Die Teams erfassten systematisch Bestand und Zustand der Malereien und dokumentierten die Befunde fotografisch. Rosalie Trentzsch, Sophie Tappe, Sarah Naumann und Chiara Stuchlik waren für den Chorumgang verantwortlich, Carla Jungfleisch, Charlie Rohlfs, Meilinn Sophie Flüh und Vivien Thamm untersuchten das Grabgelege und Laetitia Wimmer, Vivian Wißmann, Louis Rist, Julia Martin und Miriam Eggers waren am Beinhaus im Einsatz. Zur material- und technikgeschichtlichen Einordnung kamen Untersuchungen im sichtbaren Licht (VIS), unter UV-Anregung sowie im Infrarotspektrum zum Einsatz. Trotz winterlicher Temperaturen erstellten sie 2 Wochen lang Detailaufnahmen mit Kopflupen und Handlampen.
Die Teams stellten unter anderem gelöste Fassungsschollen, Risse in der Malschicht und Putzträger sowie ausgeprägte Salzphänomene in Form von Ausblühungen und Krusten fest. Begleitend führten die Studierenden Klimamessungen sowie zerstörungsfreie kapazitive und mikrowellenbasierte Feuchtigkeitsmessungen durch, um den Feuchtehaushalt im Kirchenraum und Beinhaus zu bewerten und Ursachen der Schäden einzugrenzen. Erste Notsicherungen stabilisierten fragile Malschichtbereiche.

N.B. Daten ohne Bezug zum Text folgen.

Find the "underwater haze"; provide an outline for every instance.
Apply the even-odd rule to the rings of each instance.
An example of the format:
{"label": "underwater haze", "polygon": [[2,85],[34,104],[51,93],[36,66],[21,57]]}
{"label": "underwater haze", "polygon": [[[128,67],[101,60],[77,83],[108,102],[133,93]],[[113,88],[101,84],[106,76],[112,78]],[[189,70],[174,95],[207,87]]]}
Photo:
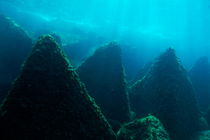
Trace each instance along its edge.
{"label": "underwater haze", "polygon": [[210,0],[0,0],[2,140],[210,140]]}

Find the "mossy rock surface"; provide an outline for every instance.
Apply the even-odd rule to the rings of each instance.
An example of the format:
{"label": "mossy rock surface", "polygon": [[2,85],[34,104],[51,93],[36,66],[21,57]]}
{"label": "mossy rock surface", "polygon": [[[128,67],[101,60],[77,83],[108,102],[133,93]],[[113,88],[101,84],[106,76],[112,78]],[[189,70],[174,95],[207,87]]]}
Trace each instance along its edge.
{"label": "mossy rock surface", "polygon": [[100,108],[51,36],[41,37],[0,108],[3,140],[114,140]]}
{"label": "mossy rock surface", "polygon": [[199,130],[195,91],[171,48],[132,86],[130,102],[137,116],[157,116],[172,139],[190,139]]}
{"label": "mossy rock surface", "polygon": [[115,42],[100,47],[79,68],[90,95],[111,122],[129,121],[130,110],[121,48]]}
{"label": "mossy rock surface", "polygon": [[122,126],[117,140],[170,140],[162,123],[154,116],[136,119]]}

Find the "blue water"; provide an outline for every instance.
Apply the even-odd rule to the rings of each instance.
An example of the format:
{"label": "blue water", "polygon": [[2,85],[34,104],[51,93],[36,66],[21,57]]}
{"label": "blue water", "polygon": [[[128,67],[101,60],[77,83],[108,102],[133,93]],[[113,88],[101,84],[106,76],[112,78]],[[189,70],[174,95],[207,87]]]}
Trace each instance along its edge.
{"label": "blue water", "polygon": [[197,58],[210,56],[209,6],[209,0],[1,0],[0,12],[29,32],[62,34],[64,43],[77,40],[66,35],[72,26],[102,42],[117,40],[126,51],[135,50],[137,67],[172,47],[189,69]]}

Prof. Dr. Barbara Beckett und Dipl.-Rest. M.A. Anneli Ellesat-Brümmer von der Vertiefung Steinobjekte und Architekturoberfläche haben das Projekt betreut. In Kooperation mit Prof. Dr. Dipl.-Phys. Constanze Messal, die den Bereich Mikrobiologie in der Restaurierung an der HAWK betreut, erfolgten zerstörungsfreie Feuchtigkeitsmessungen mit einer Mikrowellensonde sowie Untersuchungen zu möglichem mikrobiellem Wachstum. Auf Basis der Ergebnisse erarbeiten die Studierenden derzeit ein Maßnahmenkonzept, dessen Umsetzung für den Sommer vorgesehen ist.
Unterstützt haben die Studierenden die Münsterverwaltung der Evangelisch-lutherischen Kirchengemeinde sowie zahlreiche Helfende vor Ort. Zudem versorgte die Suppenküche der Münstergemeinde das Team während der kalten Arbeitstage mit warmen Mahlzeiten. Kirchliche und staatliche Denkmalbehörden begleiten das Projekt fachlich. Die Finanzierung erfolgt durch den Denkmalfonds der Nordkirche.